Les données obtenues en IRMf ont une excellente résolution spatiale, en revanche la résolution
temporelle est de l’ordre de la seconde.
La réponse hémodynamique est liée
à l'activité des neurones au cours
du temps
IRM cerveau gauche
b. Electrophysiologie
En dehors des activités hémodynamiques,
il y a des activités électrophysiologiques,
c'est-à-dire des modifications de l'activité
des neurones. Lors de la réalisation d'une
tâche par le patient, on va donc pouvoir
enregistrer des activités
électrophysiologiques, évoquées par des
populations de neurones, qui pourront
être :
• électriques, grâce à des casques
d'électrodes
• magnétiques, grâce à la
magnétoencéphalographie (MEG)
Ce procédé consiste en la mesure de l’activité neuronale liée à la synchronisation d’une population de neurones
(champs électrique ou magnétique) mise en jeu lors d’une tâche cognitive.La tâche cognitive dépendra de la
question posée, elle peut comprendre le contraste de plusieurs conditions.
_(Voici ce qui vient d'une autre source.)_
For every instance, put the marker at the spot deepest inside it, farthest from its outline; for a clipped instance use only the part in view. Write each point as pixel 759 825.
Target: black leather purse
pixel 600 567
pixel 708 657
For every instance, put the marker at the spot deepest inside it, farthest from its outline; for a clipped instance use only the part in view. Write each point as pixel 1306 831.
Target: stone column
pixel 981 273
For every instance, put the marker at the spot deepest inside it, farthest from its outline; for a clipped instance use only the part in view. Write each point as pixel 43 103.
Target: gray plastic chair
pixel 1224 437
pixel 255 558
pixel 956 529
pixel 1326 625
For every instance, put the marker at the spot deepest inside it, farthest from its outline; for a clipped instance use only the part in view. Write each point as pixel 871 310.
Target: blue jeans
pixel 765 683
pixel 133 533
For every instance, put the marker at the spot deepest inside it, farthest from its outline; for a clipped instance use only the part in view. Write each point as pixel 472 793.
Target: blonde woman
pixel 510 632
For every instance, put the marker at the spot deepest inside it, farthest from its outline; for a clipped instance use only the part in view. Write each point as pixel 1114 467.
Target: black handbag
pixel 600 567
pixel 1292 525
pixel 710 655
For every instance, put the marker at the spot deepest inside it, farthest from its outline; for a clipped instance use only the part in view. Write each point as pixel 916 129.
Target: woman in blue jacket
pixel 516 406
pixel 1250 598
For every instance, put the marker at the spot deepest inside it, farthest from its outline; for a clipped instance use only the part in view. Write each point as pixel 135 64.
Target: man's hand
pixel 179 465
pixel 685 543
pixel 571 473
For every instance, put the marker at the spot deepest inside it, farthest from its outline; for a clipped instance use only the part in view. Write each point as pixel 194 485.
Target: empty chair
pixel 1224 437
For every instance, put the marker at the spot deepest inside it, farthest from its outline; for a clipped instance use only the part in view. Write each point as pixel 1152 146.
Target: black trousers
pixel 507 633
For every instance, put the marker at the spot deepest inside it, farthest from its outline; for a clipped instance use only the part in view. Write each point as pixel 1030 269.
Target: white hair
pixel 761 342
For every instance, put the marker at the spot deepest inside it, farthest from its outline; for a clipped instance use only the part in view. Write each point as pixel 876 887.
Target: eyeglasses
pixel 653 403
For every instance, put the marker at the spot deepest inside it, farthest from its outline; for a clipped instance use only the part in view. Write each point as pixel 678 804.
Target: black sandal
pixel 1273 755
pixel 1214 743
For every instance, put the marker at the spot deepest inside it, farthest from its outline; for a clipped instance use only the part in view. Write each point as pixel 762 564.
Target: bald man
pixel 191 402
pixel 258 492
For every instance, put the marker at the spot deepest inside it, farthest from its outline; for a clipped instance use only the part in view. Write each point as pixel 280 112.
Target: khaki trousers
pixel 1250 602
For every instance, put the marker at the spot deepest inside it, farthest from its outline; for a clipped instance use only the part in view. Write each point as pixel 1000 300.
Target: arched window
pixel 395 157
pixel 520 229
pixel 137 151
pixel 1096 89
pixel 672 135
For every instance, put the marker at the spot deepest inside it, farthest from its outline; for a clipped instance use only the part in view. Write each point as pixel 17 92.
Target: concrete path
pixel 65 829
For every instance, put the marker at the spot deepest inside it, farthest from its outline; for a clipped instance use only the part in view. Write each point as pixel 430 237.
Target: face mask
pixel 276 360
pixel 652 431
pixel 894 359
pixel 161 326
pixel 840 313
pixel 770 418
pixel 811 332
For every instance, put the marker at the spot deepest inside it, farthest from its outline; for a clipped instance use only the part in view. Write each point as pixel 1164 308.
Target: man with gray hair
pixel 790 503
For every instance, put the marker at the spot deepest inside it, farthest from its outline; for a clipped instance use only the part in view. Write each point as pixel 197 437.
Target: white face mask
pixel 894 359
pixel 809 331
On peut enregistrer, dans le cadre de chirurgie des épilepsies, de manière directe (SEEG : EEG Stéréotaxique
utilisant des électrodes intracérébrales) dans de petites populations de neurones, l'activité intra-cérébrale qui
a lieu lors d'un processus particulier, utilisant la voie ventrale ou dorsale (cf cours de recherche L2)…
L'avantage représenté par la MEG est que le champ magnétique n'est pas atténué par les différentes
couches (os, scalp), donc le signal obtenu est très propre. En revanche, il peut être pollué par la présence
d''implants dentaires, ou par un passage du patient à l'IRM juste avant.
Les enregistrements électrophysiologiques permettent d’avoir une excellente résolution temporelle,
puisque les modifications sont de l’ordre de la milliseconde. En revanche la résolution spatiale est moindre
(erreurs jusqu'à 1 cm). On peut donc dire que l'électrophysiologie et l'imagerie fonctionnelle sont des méthodes
complémentaires.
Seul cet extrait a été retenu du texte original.